Except that as science uncovers more about the universe and its natural laws, it is hard to insist that we know nothing about this power.  We know that gravity, for example, the law of attraction, governs just about everything we have come to understand about the way the universe works.

As a side note, when I was in a 12 step program and thinking about my Higher Power, I used gravity as my HP for a long time.  It was stronger than I; it could make me stronger as I learned to work with it to achieve an upright stance, a stronger body as I used its resistance to develop my muscles, my lungs, and my heart. If I forgot to heed gravity, it hurt!  I could trust it to work the way it always did.  It governed the tides and the winds through its influence on the sun and the moon.  It was dangerous and unforgiving; it was a strict teacher.  But when I could learn to use it effectively, it contributed to my health and wellbeing.
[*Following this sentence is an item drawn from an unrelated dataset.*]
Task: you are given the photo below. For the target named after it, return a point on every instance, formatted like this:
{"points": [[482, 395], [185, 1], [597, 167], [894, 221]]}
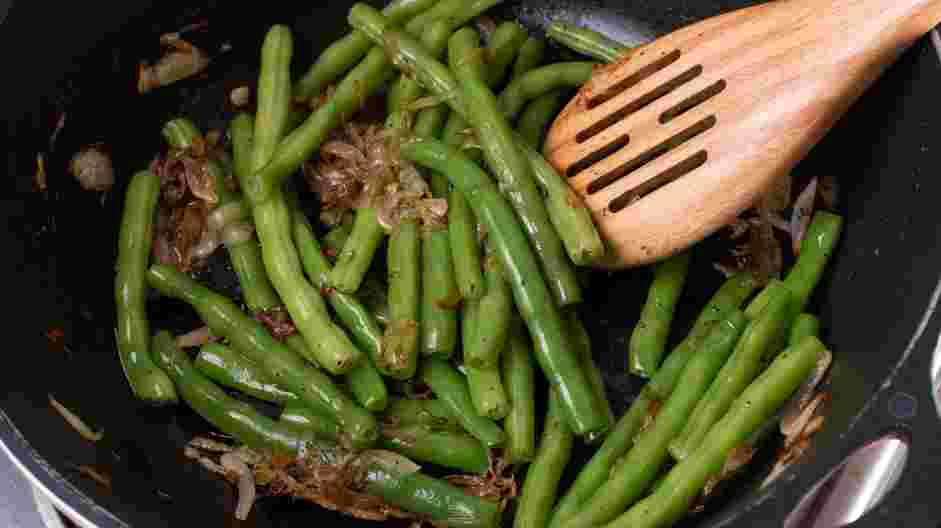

I don't object, generally, to other concepts of God.  I see that they are comforting and offer a framework that encourages believers to act morally and wisely.  Like gravity, that God is stronger, makes its believers stronger, punishes when the believer forgets its power and stumbles, governs the universe, created the universe, is benign and helpful when the believer aligns with It.  It is trustworthy.  Many believers define God as Love.

I see Love as inherent in the universe and innate in living beings.  Many believers attribute Love as a gift from God.  I see it more as the human embodiment of the law of attraction, manifesting itself in sexual activity, nurturance of other beings, altruism, and religious expressions, as well as others.

Traditional belief in a deity (whether God or other manifestations) can become petrified, unable to change except through erosion, to use a geologic metaphor.  Many of my friends who are of the "none of the above" variety, unchurched and unapologetic, have had their traditional religious beliefs wash away in the winds and tides of their increasingly deep understandings of the universe as revealed by their experiences and by their education.

The ascendance, in recent years, of an atheistic point of view does challenge traditional believers to reconsider those ancient tenets of faith in light of new information.  To be a traditional believer, one must be willing to "suspend disbelief" and block out new realizations.  It is hardly surprising that the traditional "suspenders" have stretched and broken.